Eine tüchtige Geschäftsfrau – oder: Wenn die Bibel kirchlichen Vorstellungen nicht entspricht

Es lohnt sich immer wieder, bei den kirchlich vorgesehenen Lesungstexten darauf zu achten, was ausgelassen wird. So auch in dem für heute (33. Sonntag) vorgesehenen Text aus dem Buch der Sprüche: Kapitel 31, die Verse 10–13, 19–20 und 30–31 sollen im Gottesdienst gelesen werden, das «Lob der tüchtigen Hausfrau» hat Luther übersetzt.

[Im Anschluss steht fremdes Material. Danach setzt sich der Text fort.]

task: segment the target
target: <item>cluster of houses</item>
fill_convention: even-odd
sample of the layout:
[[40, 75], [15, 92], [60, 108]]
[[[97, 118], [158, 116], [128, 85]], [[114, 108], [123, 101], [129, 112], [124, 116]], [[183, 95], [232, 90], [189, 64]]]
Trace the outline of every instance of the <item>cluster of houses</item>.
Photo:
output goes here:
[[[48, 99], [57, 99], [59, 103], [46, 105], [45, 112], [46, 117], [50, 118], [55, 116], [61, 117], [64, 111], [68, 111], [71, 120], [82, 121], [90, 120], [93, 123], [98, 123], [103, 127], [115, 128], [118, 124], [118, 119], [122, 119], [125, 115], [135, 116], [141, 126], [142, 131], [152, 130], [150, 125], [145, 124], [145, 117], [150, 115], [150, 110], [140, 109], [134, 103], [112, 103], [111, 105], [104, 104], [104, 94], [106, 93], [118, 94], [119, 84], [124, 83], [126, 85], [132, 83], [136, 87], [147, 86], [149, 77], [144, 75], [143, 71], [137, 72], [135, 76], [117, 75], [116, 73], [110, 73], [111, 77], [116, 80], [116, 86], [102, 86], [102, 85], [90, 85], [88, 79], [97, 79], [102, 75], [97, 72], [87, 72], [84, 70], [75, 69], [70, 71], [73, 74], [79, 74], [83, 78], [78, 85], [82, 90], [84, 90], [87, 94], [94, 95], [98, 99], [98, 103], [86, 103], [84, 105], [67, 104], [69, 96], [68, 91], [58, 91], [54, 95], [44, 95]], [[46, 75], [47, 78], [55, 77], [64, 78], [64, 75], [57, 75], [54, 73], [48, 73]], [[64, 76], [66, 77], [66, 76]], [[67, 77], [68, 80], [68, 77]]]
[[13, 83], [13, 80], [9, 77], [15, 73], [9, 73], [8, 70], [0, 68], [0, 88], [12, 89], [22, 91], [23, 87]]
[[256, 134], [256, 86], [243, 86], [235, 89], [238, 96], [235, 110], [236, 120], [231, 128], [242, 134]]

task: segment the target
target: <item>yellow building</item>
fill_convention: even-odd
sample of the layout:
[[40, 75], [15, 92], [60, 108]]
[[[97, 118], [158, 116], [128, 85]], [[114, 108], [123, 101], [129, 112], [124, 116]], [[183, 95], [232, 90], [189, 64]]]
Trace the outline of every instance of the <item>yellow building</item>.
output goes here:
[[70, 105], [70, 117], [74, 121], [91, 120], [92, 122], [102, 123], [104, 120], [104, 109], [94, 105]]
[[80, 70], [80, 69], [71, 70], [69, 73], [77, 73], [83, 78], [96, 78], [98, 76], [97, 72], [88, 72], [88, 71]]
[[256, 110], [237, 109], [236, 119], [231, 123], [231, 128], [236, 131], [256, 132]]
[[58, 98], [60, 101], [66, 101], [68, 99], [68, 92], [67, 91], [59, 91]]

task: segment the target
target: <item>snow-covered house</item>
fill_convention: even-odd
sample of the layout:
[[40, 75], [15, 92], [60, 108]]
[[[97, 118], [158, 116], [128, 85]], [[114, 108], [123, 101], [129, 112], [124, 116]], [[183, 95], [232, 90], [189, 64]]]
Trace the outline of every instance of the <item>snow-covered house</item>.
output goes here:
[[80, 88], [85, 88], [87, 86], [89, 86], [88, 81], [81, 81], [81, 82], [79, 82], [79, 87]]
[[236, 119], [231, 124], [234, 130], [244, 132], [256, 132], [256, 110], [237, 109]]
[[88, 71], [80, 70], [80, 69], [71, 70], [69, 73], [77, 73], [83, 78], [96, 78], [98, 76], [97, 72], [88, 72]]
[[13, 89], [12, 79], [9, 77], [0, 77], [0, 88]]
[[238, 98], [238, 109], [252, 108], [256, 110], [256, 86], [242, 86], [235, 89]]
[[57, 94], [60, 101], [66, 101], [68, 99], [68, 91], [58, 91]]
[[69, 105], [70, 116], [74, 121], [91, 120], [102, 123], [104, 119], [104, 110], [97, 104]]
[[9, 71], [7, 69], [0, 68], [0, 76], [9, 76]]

Zum vorgesehenenen Text passt das auch. Da hören die Mifeiernden über die beschriebene Frau «Sie sorgt für Wolle und Flachs und arbeitet voll Lust mit ihren Händen. Nach dem Spinnrocken greift ihre Hand, ihre Finger fassen die Spindel.» Klingt nach einer Frau, die schon in der Schule das Fach «textiles Gestalten» geliebt hat. Nur: In der Bibel steht das nicht so. Da macht die Frau zwischen Wollkauf (Vers 13) und der Spinnerei (Vers 19) noch allerhand anderes, nämlich: «Sie überlegt es und kauft einen Acker, vom Ertrag ihrer Hände pflanzt sie einen Weinberg. Sie gürtet ihre Hüften mit Kraft und macht ihre Arme stark. Sie spürt den Erfolg ihrer Arbeit» (Verse 16-18a). So hausfraulich klingt das nicht.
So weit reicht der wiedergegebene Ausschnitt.